How are our branded physical moments woven together by a digital pathway?
As we have come to enjoy the convenience and frictionless experience of online ordering and returns, there’s likely to be a division between the expectations of online and offline. The things we want or need to see in a store will become more focused, and so too the experience we expect.
We now spend more time online than a couple of years ago, and the development of online has inevitably exposed us to many more automated services. With reduced staff, many retailers have scrambled to update their operations to sell more online and incorporate AI interaction where possible.
The stigma surrounding AI is slowly eroding, and we’ll see a greater acceptance moving forward. We are all aware that AI-powered contexts are influencing our own worlds and day-to-day interactions. With some of these interventions we know what to expect and curb our expectations accordingly. Other more advanced AI-induced interactions go unnoticed
Technology is being integrated into our lives, and more people are using video calling than ever before. We’ve all become accustomed to digital social connection. We are taking part in cultural activities, normally highly dependent on the physical sensory experience, online. Streaming services are hosting museum tours, and global viewers are attending theatre performances and concerts of artists performing in places remote from their audiences.
Our willingness to use video calls means that we can receive a human service via our mobile devices at any time in any place. We can engage in video calls with a store advisor or even personal stylist either from our homes or while on the shop floor. A Japanese tourist visiting London could video call an Adidas stylist based in Tokyo while in the Adidas flagship store on Oxford Street.

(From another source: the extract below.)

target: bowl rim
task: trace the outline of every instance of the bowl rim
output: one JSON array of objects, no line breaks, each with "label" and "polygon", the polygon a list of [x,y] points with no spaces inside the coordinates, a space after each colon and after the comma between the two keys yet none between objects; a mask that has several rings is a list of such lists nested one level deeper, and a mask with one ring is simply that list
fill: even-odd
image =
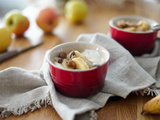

Language, location and expertise are no longer barriers for customers or businesses. Using video calling, staff can interact in-store in the same way that we use chat-bots online at home. Experts can be available at the moment we need them. Store staff don’t need to be trained experts at every product or service your brand offers, because an expert to anything can be just a video call away.
In-store live streaming
In-store live streaming services are being utilised by a number of retailers, but how can this evolve? It’s possible that retailers will have specific stores used entirely for live streaming services to deliver a personalised, streamed shopping experience. Some customers might be ‘live-streaming’ to enjoy the flagship store experience from the comfort of their home. Flagship stores, typically only located in major cities, can be made available globally. The launch of Nike’s latest limited edition sneaker in a flagship store in New York can be viewed live by a customer in Sydney. That customer could take part in the event, perhaps even purchase a pair of shoes at the event.
As more people adapt to the inclusion of new technology in their lives, there’s a great opportunity for stores to integrate the technological capabilities of the mobile devices that customers carry in their pocket. Most brands have their own apps, but these need to provide greater convenience and offer a more integrated store experience. Customers should be controlling every node of their digital experience from the palm of their hand. They should be using their phones to access product information, navigate stores, call assistants, order items and pay for products. We can make the store experience feel interconnected with our daily lives by integrating apps and technology that customers already use.
The store as a set
It may be common for all major experiential stores to be streaming events live to home audiences via a designated media channel. How will this impact store design and aesthetics? The ‘selfie’ changed female face make-up culture with the popularity of contouring; it’s important what your skin looks like on camera. Instagram changed fashion culture with ‘instagrammable’ outfits; aesthetics trumps quality. Will stores use materials and colours that translate to video backdrops? If the quantity of video viewers exceeds local foot traffic coming into the store, surely what people see through the lens of a camera is the top priority. Will stores have designated sections for streaming content or connecting with live virtual audiences across the globe? Crowds might gather around this part of the store like they do around sets of live news shows. Or perhaps stores might become the ideal stage for product photo shoots. Imagine the synergies created in the customer journey by connecting an online product display to products you display in-store.
Technology is being integrated into our lives in many ways. None more so than through the use of video calls and live streaming. As we spend more time online and attached to our phones, a digital-social connection is the norm. Our readiness to use our phones and make video calls is a huge opportunity for retail. Customers can connect to stores anywhere, while access to knowledge or expertise can be accessed in any store, no matter what the location. The prevalence of digital connections will change the way the physical store is used across many retail sectors.